Penso que todo o Brasil
responsável, o que só não inclui o PT e algumas figuras que estão tão atreladas
à farra da república dos últimos anos, gostaria que o julgamento terminasse e
todos fossem devidamente apenados, já que foram condenados. Se eu lá estivesse,
mesmo sem toga, eu aconselharia, na dosemetria, 13 anos para o petistas
envolvidos. Seria uma “trezemetria” para o povo brasileiro lembrar que estamos
no limiar de uma nova era, o que me lembra o Charleston Heston, como Moisés
entregando os Dez Mandamentos para o seu povo.
Soube que o ministro
Marco Aurélio Mello contou no voto final do processo um “bastidor” de 2006,
quando avisou ao presidente do Senado que seria melhor o presidente Lula não ir
à posse dele na presidência do Tribunal Superior Eleitoral porque no discurso
daria um forte “recado”. E é fato que, mesmo sem saber do conteúdo do discurso,
Lula, que voltava de uma viagem ao Chile e já havia posto a posse de Marco
Aurélio na agenda, achou melhor não ouvir e desistiu de ir.
Como ficou claro, todo o
discurso foi feito para o ex-apedeuta-mor, mas ainda apedeuta, Lula, e só
pensando nele e no seu governo que se revelou o mais corrupto da história do
país, com atestado passado em cartório do STF. E hoje, é este homem que vive a
correr o país tentando eleger prefeito, mesmo com um câncer na garganta. Por
que?

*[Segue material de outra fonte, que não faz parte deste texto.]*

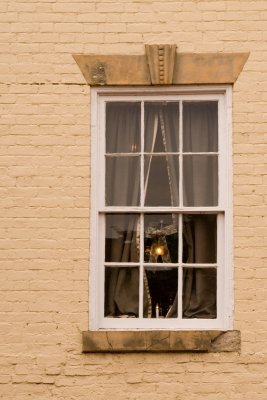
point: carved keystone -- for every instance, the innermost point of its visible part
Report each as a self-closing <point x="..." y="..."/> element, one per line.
<point x="161" y="59"/>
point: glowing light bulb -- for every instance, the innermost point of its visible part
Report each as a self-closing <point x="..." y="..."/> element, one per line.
<point x="159" y="250"/>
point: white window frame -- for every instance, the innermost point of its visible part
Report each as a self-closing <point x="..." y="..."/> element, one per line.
<point x="100" y="95"/>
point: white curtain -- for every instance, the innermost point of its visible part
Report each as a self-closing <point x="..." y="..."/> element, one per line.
<point x="200" y="183"/>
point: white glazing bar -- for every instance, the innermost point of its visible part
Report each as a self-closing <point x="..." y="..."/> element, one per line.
<point x="141" y="224"/>
<point x="142" y="154"/>
<point x="141" y="269"/>
<point x="180" y="270"/>
<point x="181" y="202"/>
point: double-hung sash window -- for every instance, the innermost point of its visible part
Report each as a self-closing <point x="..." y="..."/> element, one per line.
<point x="161" y="208"/>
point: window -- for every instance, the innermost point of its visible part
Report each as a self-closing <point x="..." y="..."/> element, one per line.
<point x="161" y="208"/>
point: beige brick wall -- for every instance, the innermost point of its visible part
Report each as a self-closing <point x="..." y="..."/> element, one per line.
<point x="44" y="198"/>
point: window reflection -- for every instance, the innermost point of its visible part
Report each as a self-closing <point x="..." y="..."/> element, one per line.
<point x="160" y="288"/>
<point x="161" y="238"/>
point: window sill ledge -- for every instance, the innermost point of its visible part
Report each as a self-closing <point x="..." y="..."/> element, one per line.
<point x="160" y="341"/>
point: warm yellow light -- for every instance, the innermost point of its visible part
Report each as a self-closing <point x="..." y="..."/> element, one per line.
<point x="159" y="250"/>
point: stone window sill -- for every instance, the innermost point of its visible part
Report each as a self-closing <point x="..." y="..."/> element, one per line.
<point x="160" y="341"/>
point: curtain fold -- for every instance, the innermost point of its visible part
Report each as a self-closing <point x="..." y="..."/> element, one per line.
<point x="200" y="182"/>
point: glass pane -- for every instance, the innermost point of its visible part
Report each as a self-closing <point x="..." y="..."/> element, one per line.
<point x="160" y="292"/>
<point x="121" y="238"/>
<point x="200" y="126"/>
<point x="200" y="180"/>
<point x="161" y="238"/>
<point x="200" y="238"/>
<point x="199" y="293"/>
<point x="161" y="127"/>
<point x="122" y="181"/>
<point x="121" y="292"/>
<point x="123" y="122"/>
<point x="161" y="180"/>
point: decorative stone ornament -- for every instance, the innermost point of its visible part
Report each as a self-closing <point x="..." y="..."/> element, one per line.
<point x="161" y="65"/>
<point x="161" y="59"/>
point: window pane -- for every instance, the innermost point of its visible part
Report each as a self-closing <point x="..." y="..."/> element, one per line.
<point x="123" y="121"/>
<point x="122" y="181"/>
<point x="121" y="238"/>
<point x="161" y="127"/>
<point x="200" y="126"/>
<point x="199" y="293"/>
<point x="161" y="180"/>
<point x="160" y="292"/>
<point x="200" y="180"/>
<point x="161" y="238"/>
<point x="122" y="292"/>
<point x="200" y="238"/>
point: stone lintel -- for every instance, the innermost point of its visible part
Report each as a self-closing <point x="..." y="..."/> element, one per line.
<point x="161" y="59"/>
<point x="160" y="341"/>
<point x="178" y="68"/>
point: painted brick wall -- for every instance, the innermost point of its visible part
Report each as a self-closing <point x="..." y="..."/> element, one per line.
<point x="44" y="198"/>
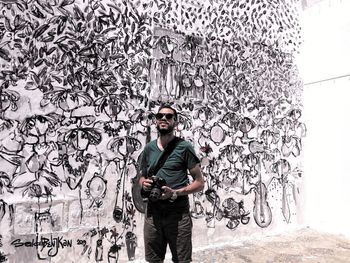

Simplesmente medo de que o Procurador Geral da República o vejo sentado
acima do Dirceu, dando as ordens, e o entregue na mão do super-homem Joaquim
Barbosa (para quem, mesmo sem ofícios pomposos como os do vereador Carlos
Alberto) eu desejo pronto restabelecimento e que volte logo, para colocar o
restante do time mensaleiro atrás das grades. (LP)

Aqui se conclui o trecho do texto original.